Australian election: Surge in NZ immigration website searches

7:34 am on 21 May 2019

Immigration New Zealand registered four times more website visits than usual from Australia the day after the Liberal coalition's general election win.

Signage for check-in at Auckland International Airport

The significant increase in visits to the Immigration NZ website may be a short-lived reaction to the Australian election result, a politics professor says. Photo: RNZ / Cole Eastham-Farrelly

More than 11,500 people logged onto the Immigration New Zealand website and its information site New Zealand Now on Sunday, compared to fewer than 2500 the previous Sunday.

Google analytics also showed a spike in Australians searching the words 'moving to New Zealand', particularly those from Queensland.

The true level of interest in emigrating is difficult to gauge as Australian citizens do not need a visa to travel to New Zealand, although its visa-holders do.

The number who started the visa process, through registrations of interest, jumped from 20 to 715.

A national manager at Immigration New Zealand, Greg Forsythe, said the significant increase in website visits may not translate into the same number of people actually making the move.

Social media platforms have been busy with Australians discussing a move, their admiration for Prime Minister Jacinda Ardern and their disillusionment with their own country's politics.

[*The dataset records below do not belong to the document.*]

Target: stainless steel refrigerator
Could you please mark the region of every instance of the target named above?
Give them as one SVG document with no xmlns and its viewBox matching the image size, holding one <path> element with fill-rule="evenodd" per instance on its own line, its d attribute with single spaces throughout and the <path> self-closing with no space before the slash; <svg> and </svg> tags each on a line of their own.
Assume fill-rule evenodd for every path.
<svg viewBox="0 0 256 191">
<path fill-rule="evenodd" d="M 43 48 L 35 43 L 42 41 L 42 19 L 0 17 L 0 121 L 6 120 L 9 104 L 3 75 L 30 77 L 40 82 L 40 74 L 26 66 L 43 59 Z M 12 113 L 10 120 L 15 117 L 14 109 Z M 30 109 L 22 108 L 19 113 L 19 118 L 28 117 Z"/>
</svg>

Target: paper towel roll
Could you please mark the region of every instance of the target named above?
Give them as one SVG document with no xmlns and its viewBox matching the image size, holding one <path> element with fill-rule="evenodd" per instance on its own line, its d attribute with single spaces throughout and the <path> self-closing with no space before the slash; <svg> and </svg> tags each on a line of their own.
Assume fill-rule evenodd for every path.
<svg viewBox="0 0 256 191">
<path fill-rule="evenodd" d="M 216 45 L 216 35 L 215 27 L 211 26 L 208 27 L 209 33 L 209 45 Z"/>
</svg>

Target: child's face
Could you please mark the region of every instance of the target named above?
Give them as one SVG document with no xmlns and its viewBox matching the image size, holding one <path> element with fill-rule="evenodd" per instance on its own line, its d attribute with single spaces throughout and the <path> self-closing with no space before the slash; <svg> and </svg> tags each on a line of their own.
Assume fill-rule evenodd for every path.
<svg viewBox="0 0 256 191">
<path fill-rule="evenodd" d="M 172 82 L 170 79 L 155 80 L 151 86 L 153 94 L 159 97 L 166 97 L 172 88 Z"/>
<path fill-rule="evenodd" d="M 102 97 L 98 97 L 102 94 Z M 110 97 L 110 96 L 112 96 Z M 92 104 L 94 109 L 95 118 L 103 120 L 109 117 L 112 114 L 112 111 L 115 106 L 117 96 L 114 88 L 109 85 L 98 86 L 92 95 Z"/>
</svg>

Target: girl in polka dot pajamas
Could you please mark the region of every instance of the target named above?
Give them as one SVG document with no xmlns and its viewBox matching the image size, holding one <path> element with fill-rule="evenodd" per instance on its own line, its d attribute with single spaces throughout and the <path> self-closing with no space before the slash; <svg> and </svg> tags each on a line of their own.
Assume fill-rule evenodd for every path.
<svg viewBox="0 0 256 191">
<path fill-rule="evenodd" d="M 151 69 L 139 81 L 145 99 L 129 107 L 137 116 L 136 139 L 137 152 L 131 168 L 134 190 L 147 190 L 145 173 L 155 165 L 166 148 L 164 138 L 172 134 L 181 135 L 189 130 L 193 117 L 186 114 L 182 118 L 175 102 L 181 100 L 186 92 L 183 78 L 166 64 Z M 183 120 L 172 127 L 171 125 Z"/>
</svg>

Academics say the figures reflect frustration among progressives at the Liberal coalition's win.

Auckland University politics professor Jennifer Curtin, an expert in trans-Tasman politics, said the interest in emigrating could be a short-lived reaction to some voters' surprise and disappointment at Labor not winning.

That could fade, especially when the economic reality of moving to New Zealand became clearer, she said.

But the country and its politics were very attractive to Australian progressives and environmentalists, she added, many having already visited New Zealand as tourists.